O artigo 1.o da Diretiva 2013/35/UE do Parlamento Europeu e do Conselho, de 26 de junho de 2013, relativa às prescrições mínimas de segurança e saúde em matéria de exposição dos trabalhadores aos riscos devidos aos agentes físicos (campos eletromagnéticos) (20.a diretiva especial na aceção do artigo 16.o, n.o 1, da Diretiva 89/391/CEE) e que revoga a Diretiva 2004/40/CE (JO 2013, L 179, p. 1), dispõe:

«1.   A presente diretiva, que constitui a 20.a diretiva especial na aceção do artigo 16.o, n.o 1, da Diretiva 89/391/CEE, estabelece as prescrições mínimas em matéria de proteção dos trabalhadores contra os riscos para a segurança e a saúde a que estão, ou podem vir a estar, sujeitos devido à exposição a campos eletromagnéticos durante o trabalho.

[…]

6.   Sem prejuízo de disposições mais restritivas e/ou mais específicas da presente diretiva, a Diretiva 89/391/CEE continua a aplicar‑se integralmente a todo o domínio referido no n.o 1.»

11

O artigo 10.o, n.o 1, desta diretiva enuncia:

«Em derrogação das obrigações estabelecidas no artigo 3.o, e sem prejuízo do artigo 5.o, n.o 1, aplicam‑se as seguintes disposições:

[…]

b)

Os Estados‑Membros podem permitir que se aplique um sistema de proteção equivalente ou mais específico destinado ao pessoal que trabalhe em instalações militares operacionais ou que esteja envolvido em atividades militares, designadamente em exercícios militares internacionais conjuntos, desde que os efeitos nocivos para a saúde e os riscos de segurança sejam evitados;

[…]»

Direito esloveno

12

O artigo 46.o da Kolektivna pogodba za javni sektor (Convenção Coletiva Aplicável ao Setor Público), na sua versão aplicável ao litígio no processo principal (Uradni list RS, n.o 57/2008 e seguintes), dispunha que os funcionários públicos têm direito a um suplemento a título da disponibilidade permanente para trabalhar equivalente a 20 % da tarifa horária do salário de base, sem que tais períodos de disponibilidade permanente para trabalhar sejam considerados tempo de trabalho.

13

Os fundamentos desta convenção coletiva expunham o seguinte:

«A disponibilidade permanente para trabalhar significa que o funcionário público deve estar contactável para se poder deslocar até ao local de trabalho fora do seu horário de trabalho. A disponibilidade permanente para trabalhar tem de estar prevista por escrito. O montante do suplemento remuneratório devido a título da disponibilidade permanente para trabalhar não varia, independentemente de o funcionário público ter de estar permanentemente disponível para trabalhar de dia, de noite, em dias úteis, aos domingos ou em dias feriados.»

14

O artigo 5.o da Zakon o obrambi (Lei de Defesa), de 20 de dezembro de 1994 (Uradni list RS, n.o 82/94), na sua redação aplicável ao litígio no processo principal (a seguir «ZObr»), prevê, no seu ponto 14, que o militar é, na aceção desta lei, uma pessoa que exerce uma função militar e precisa, no seu ponto 14‑A, que, na aceção da referida lei, entende‑se por trabalhador um militar, um civil que exerce a sua atividade profissional no exército ou outra pessoa que, a título profissional, execute tarefas administrativas ou técnicas especializadas no Ministério.

15

Nos termos do artigo 51.o da ZObr, um militar pode, em certas condições, utilizar as armas para efetuar serviços de prevenção.

16

O artigo 97.oč da ZObr, relativo ao serviço de prevenção, enuncia:

«(1)   Em regra, os serviços de prevenção têm uma duração ininterrupta de 24 horas.

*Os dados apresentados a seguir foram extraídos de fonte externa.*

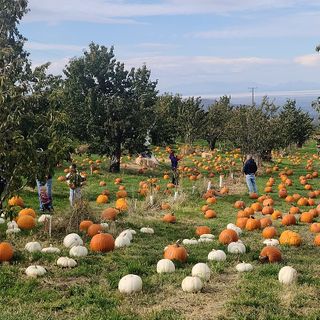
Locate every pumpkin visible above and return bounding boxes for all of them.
[236,262,253,272]
[116,198,128,211]
[228,241,246,254]
[63,233,83,248]
[157,259,176,273]
[8,196,24,208]
[278,266,298,285]
[259,246,282,263]
[19,208,36,218]
[236,218,248,229]
[219,229,239,244]
[96,194,109,204]
[196,226,211,236]
[25,265,47,278]
[101,208,119,220]
[191,263,211,281]
[204,209,217,219]
[279,230,302,246]
[208,249,227,261]
[163,242,188,262]
[162,213,177,223]
[17,215,36,230]
[24,241,42,252]
[246,217,261,231]
[300,212,314,223]
[0,242,14,262]
[234,200,246,209]
[181,277,203,292]
[90,233,115,252]
[309,222,320,233]
[69,246,88,257]
[57,257,77,268]
[79,220,93,232]
[262,227,277,239]
[118,274,142,294]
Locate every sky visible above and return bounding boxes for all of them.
[20,0,320,102]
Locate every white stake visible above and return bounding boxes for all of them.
[219,175,223,188]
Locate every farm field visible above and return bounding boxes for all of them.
[0,141,320,320]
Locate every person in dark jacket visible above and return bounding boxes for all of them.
[169,151,180,186]
[243,155,258,193]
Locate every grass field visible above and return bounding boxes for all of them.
[0,142,320,320]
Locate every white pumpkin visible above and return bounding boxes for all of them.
[227,223,242,236]
[57,257,77,268]
[191,262,211,281]
[198,238,213,243]
[24,241,42,252]
[200,233,214,239]
[63,233,83,248]
[41,244,60,253]
[114,235,131,248]
[157,259,176,273]
[140,227,154,234]
[38,214,52,223]
[278,266,298,284]
[208,249,227,261]
[181,277,203,292]
[182,239,198,245]
[7,220,18,229]
[6,228,21,234]
[263,239,279,247]
[228,242,246,253]
[69,246,88,257]
[118,274,142,294]
[236,262,253,272]
[25,265,47,278]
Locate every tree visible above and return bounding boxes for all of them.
[280,100,313,148]
[177,97,206,144]
[0,0,71,201]
[204,96,232,150]
[64,43,157,172]
[150,93,182,145]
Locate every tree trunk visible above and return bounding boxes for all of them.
[109,146,121,172]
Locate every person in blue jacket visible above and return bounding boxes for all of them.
[243,155,258,193]
[169,151,180,186]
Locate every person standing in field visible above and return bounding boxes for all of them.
[243,155,258,193]
[66,163,85,207]
[169,151,180,186]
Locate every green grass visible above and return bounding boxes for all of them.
[0,142,320,320]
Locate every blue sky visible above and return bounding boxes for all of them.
[20,0,320,97]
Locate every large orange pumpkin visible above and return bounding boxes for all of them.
[0,242,13,262]
[219,229,239,244]
[90,233,114,252]
[163,243,188,262]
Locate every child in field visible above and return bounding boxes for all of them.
[66,163,85,207]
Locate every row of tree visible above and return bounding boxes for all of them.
[0,0,312,200]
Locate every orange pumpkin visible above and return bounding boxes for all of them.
[163,243,188,262]
[90,233,114,252]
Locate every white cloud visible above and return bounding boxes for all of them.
[25,41,85,52]
[25,0,319,23]
[294,53,320,67]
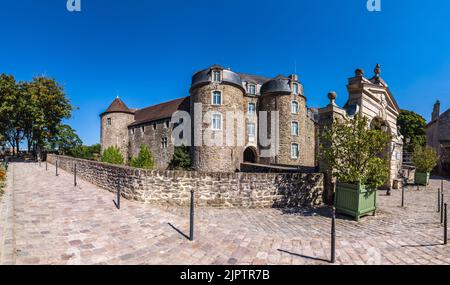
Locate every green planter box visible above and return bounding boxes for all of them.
[334,183,377,221]
[414,171,430,186]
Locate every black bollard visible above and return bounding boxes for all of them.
[331,207,336,263]
[444,203,447,244]
[438,188,441,213]
[73,163,77,187]
[189,190,194,241]
[402,186,405,208]
[117,182,122,210]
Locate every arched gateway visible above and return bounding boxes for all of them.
[244,147,258,163]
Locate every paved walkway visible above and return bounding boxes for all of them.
[0,163,450,264]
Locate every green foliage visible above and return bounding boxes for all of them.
[130,145,155,169]
[397,110,426,152]
[169,145,192,170]
[0,74,72,152]
[101,146,124,164]
[47,125,83,155]
[67,144,100,160]
[412,146,438,173]
[320,115,391,188]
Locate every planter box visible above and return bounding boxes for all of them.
[334,183,377,221]
[414,171,430,186]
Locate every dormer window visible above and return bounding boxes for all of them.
[248,84,256,95]
[211,91,222,105]
[248,103,256,115]
[291,101,298,114]
[292,83,298,94]
[212,70,222,82]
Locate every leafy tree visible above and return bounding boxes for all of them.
[101,146,124,164]
[169,145,192,170]
[397,110,426,152]
[0,74,29,153]
[320,114,390,188]
[47,125,83,155]
[22,76,73,154]
[412,146,438,173]
[130,144,155,169]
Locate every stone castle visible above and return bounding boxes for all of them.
[100,65,402,189]
[425,101,450,176]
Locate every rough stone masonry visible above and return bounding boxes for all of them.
[47,155,323,208]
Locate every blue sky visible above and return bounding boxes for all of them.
[0,0,450,144]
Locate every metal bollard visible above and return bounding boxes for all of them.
[444,203,448,244]
[402,186,405,208]
[117,182,122,210]
[73,163,77,187]
[438,188,441,213]
[331,207,336,263]
[189,190,194,241]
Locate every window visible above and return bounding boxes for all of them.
[292,83,298,94]
[248,84,256,95]
[212,91,222,105]
[161,138,167,148]
[247,123,256,138]
[213,70,222,82]
[248,103,256,115]
[212,114,222,131]
[291,101,298,114]
[291,122,298,136]
[291,143,298,159]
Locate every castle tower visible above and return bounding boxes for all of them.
[190,65,245,172]
[100,97,134,160]
[260,75,307,166]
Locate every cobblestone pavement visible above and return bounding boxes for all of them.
[0,163,450,264]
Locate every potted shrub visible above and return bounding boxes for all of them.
[412,146,438,186]
[321,114,391,221]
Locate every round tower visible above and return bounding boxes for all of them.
[260,75,307,166]
[100,97,134,160]
[190,65,245,172]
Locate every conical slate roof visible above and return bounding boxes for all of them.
[103,97,134,114]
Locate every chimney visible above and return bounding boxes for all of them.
[431,100,441,121]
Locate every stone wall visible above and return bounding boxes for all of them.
[47,155,323,208]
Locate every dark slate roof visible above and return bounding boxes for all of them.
[102,97,134,115]
[261,75,303,95]
[238,73,270,85]
[129,97,189,127]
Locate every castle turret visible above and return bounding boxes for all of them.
[190,65,245,172]
[431,100,441,121]
[260,75,307,166]
[100,97,134,159]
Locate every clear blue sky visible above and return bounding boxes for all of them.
[0,0,450,144]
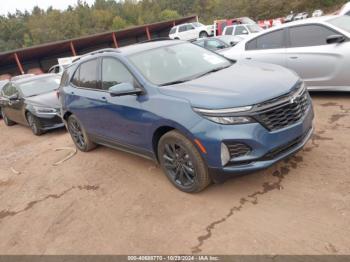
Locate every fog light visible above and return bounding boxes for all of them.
[221,143,231,166]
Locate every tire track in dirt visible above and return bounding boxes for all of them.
[0,185,100,221]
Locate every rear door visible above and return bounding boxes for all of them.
[2,83,25,124]
[287,24,350,89]
[242,29,287,66]
[100,57,151,148]
[67,59,107,134]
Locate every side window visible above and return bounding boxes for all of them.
[225,26,233,35]
[195,41,205,47]
[207,39,223,51]
[72,59,98,89]
[289,25,336,47]
[179,25,187,33]
[102,58,134,90]
[256,30,285,50]
[187,24,194,31]
[169,27,176,35]
[2,83,18,97]
[235,25,248,35]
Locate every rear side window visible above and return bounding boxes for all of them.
[225,26,233,35]
[256,30,285,50]
[2,83,18,97]
[72,59,98,89]
[179,25,187,33]
[289,25,337,47]
[102,58,134,90]
[169,27,176,35]
[235,25,248,35]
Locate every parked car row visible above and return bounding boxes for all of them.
[10,16,350,192]
[222,16,350,91]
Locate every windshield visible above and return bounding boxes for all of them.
[246,24,262,33]
[328,15,350,33]
[18,76,60,97]
[192,22,204,27]
[129,43,231,85]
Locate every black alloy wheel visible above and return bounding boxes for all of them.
[67,115,96,152]
[158,130,211,193]
[27,113,44,136]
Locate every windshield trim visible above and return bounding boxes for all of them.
[126,42,235,87]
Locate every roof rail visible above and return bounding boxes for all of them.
[72,48,120,63]
[138,37,174,44]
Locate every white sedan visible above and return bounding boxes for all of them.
[221,16,350,91]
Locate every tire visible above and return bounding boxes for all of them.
[158,131,211,193]
[199,31,209,38]
[26,113,45,136]
[67,115,96,152]
[1,110,16,126]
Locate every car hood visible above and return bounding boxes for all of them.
[159,62,300,109]
[26,91,60,108]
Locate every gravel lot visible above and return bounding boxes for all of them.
[0,94,350,254]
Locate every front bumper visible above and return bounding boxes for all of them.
[209,127,314,183]
[36,114,64,131]
[193,105,314,183]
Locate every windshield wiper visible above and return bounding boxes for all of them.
[160,79,191,86]
[196,65,231,78]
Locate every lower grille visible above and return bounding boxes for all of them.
[255,91,310,131]
[259,130,310,160]
[227,143,252,159]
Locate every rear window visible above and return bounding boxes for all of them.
[18,76,61,97]
[328,15,350,33]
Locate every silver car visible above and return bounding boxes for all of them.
[221,16,350,91]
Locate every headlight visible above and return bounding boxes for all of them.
[204,116,253,125]
[221,143,231,166]
[193,106,254,125]
[33,106,57,115]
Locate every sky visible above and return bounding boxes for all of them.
[0,0,95,15]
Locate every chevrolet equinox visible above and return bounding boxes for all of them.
[59,40,314,192]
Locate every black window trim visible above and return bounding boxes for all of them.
[244,27,289,51]
[69,57,100,91]
[99,54,146,94]
[284,23,349,48]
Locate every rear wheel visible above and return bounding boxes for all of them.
[1,111,16,126]
[67,115,96,152]
[27,113,45,136]
[158,131,211,193]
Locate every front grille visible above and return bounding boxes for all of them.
[227,143,252,159]
[255,90,309,131]
[260,129,310,160]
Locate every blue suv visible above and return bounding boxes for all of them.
[59,40,313,192]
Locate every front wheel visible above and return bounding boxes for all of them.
[199,31,208,38]
[158,131,211,193]
[27,113,44,136]
[67,115,96,152]
[1,110,16,126]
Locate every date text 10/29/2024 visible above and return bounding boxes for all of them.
[128,255,219,261]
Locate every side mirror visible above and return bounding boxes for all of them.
[8,94,19,101]
[108,83,143,96]
[326,35,345,44]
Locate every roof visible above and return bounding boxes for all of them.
[11,74,60,84]
[0,15,196,67]
[117,40,186,55]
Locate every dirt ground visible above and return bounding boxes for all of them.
[0,94,350,254]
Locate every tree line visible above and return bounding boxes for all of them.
[0,0,348,52]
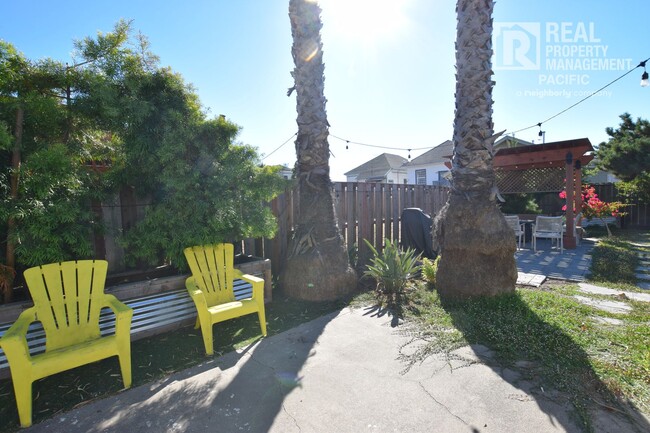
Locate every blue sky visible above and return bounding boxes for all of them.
[0,0,650,180]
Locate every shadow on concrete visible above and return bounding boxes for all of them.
[23,312,338,433]
[515,239,595,281]
[442,293,650,432]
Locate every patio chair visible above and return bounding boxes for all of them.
[504,215,526,250]
[533,216,564,253]
[184,244,266,355]
[0,260,133,427]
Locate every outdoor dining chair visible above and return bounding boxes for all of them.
[533,215,564,253]
[504,215,526,250]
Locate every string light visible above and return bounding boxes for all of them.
[262,57,650,161]
[262,132,298,161]
[512,57,650,134]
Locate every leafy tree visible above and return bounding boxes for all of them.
[71,25,285,269]
[596,113,650,202]
[281,0,356,301]
[0,41,106,302]
[434,0,517,297]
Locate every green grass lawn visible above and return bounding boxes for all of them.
[392,283,650,431]
[0,233,650,433]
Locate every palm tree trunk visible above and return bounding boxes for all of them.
[434,0,517,297]
[281,0,356,301]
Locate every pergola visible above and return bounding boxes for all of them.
[492,138,594,248]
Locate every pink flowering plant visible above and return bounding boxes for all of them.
[560,185,627,236]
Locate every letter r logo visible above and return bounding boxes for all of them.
[493,23,541,70]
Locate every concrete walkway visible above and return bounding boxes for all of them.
[22,309,650,433]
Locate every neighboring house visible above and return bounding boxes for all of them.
[494,135,539,150]
[278,165,293,180]
[405,140,454,185]
[272,164,293,180]
[345,153,408,183]
[405,136,533,185]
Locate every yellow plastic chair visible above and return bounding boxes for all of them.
[0,260,133,427]
[184,244,266,355]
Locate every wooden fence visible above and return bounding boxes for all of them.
[95,182,650,275]
[95,182,448,275]
[242,182,449,275]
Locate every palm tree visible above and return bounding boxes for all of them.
[434,0,517,297]
[281,0,356,301]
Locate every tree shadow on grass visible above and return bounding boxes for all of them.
[430,292,650,432]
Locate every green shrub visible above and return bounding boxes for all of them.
[364,239,421,305]
[422,256,440,288]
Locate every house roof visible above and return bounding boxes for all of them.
[406,140,454,166]
[406,136,533,167]
[494,135,535,150]
[345,153,408,180]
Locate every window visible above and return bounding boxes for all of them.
[438,170,451,185]
[415,169,427,185]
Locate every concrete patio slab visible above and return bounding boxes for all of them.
[25,309,650,433]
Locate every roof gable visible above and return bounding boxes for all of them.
[345,153,408,179]
[406,140,454,166]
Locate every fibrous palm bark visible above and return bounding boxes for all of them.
[434,0,517,297]
[281,0,356,301]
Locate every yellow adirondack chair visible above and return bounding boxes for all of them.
[0,260,133,427]
[184,244,266,355]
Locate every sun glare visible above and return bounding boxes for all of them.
[320,0,407,42]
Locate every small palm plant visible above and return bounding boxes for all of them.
[422,256,440,288]
[364,239,421,307]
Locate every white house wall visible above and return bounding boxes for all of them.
[406,162,449,185]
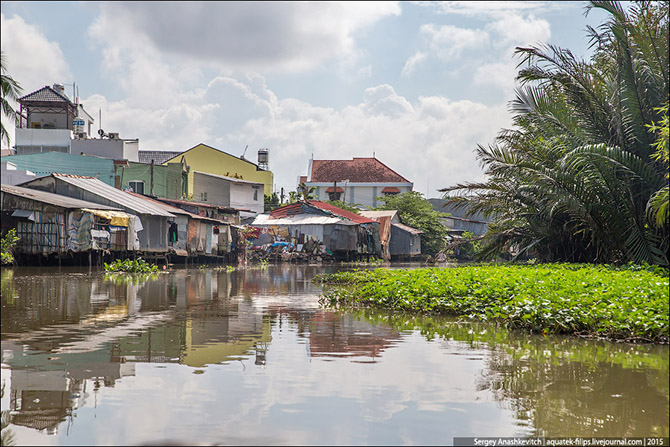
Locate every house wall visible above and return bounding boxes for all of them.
[28,110,72,129]
[230,182,264,213]
[0,160,36,185]
[193,172,231,206]
[120,160,188,199]
[306,182,413,207]
[171,144,274,199]
[14,127,72,155]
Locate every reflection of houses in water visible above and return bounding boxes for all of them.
[309,311,400,361]
[2,341,135,433]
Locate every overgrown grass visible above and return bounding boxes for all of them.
[105,258,158,273]
[317,264,670,343]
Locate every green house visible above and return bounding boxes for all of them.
[114,159,189,199]
[2,152,115,186]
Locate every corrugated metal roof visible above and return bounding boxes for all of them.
[2,185,120,211]
[361,210,398,219]
[391,223,423,234]
[158,198,251,212]
[126,191,224,223]
[52,174,174,217]
[193,171,264,185]
[137,151,181,165]
[250,214,346,226]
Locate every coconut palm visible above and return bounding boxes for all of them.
[442,1,668,264]
[0,52,21,145]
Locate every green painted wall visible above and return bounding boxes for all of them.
[2,152,114,186]
[116,161,190,199]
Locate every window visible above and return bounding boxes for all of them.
[128,180,144,194]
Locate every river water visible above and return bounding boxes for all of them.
[2,265,669,445]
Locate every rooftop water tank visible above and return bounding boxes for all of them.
[72,116,86,135]
[258,149,270,170]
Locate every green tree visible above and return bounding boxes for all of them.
[0,51,21,145]
[442,1,668,265]
[376,191,448,255]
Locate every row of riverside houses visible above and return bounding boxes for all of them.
[0,84,273,264]
[245,157,421,260]
[2,84,421,263]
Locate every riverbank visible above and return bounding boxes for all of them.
[316,264,670,343]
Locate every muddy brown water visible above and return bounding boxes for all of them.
[2,265,669,445]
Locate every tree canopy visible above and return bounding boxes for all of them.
[441,1,669,265]
[0,51,21,145]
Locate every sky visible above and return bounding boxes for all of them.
[0,0,616,198]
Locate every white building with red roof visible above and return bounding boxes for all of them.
[300,157,414,207]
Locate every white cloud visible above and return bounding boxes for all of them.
[0,14,72,148]
[420,24,490,61]
[434,1,583,18]
[0,14,72,93]
[401,51,428,76]
[486,14,551,46]
[86,2,400,72]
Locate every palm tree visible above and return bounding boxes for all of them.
[0,51,21,145]
[442,1,669,264]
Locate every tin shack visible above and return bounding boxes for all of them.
[251,200,381,260]
[0,185,135,264]
[20,174,175,254]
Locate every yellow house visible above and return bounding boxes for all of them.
[163,143,274,194]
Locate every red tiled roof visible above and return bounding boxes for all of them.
[270,200,375,224]
[311,158,410,183]
[19,85,72,105]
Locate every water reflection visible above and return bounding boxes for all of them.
[1,265,669,444]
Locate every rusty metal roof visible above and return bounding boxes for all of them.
[2,185,121,211]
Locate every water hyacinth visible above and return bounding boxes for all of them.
[318,264,670,343]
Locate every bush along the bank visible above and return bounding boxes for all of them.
[319,264,670,343]
[105,258,158,273]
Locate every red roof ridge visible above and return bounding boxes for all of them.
[309,157,412,183]
[270,200,376,224]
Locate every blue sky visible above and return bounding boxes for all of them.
[1,1,616,197]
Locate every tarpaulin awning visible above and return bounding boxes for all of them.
[12,210,35,222]
[82,208,130,227]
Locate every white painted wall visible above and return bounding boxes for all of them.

(2)   O período durante o qual os militares prestam um serviço de prevenção é considerado tempo de trabalho fracionado. As horas durante as quais não prestam trabalho efetivo não são consideradas tempo de trabalho, sendo consideradas período de disponibilidade permanente para trabalhar no local de trabalho.

(3)   A obrigação profissional diária durante o serviço de prevenção não pode exceder 12 horas. Em caso de acontecimento excecional ou devido à necessidade de concluir uma tarefa já iniciada, o tempo de trabalho dos militares pode ser alargado a título excecional, mas neste caso as horas que excedam as 12 horas de trabalho efetivo já prestadas são consideradas horas extraordinárias.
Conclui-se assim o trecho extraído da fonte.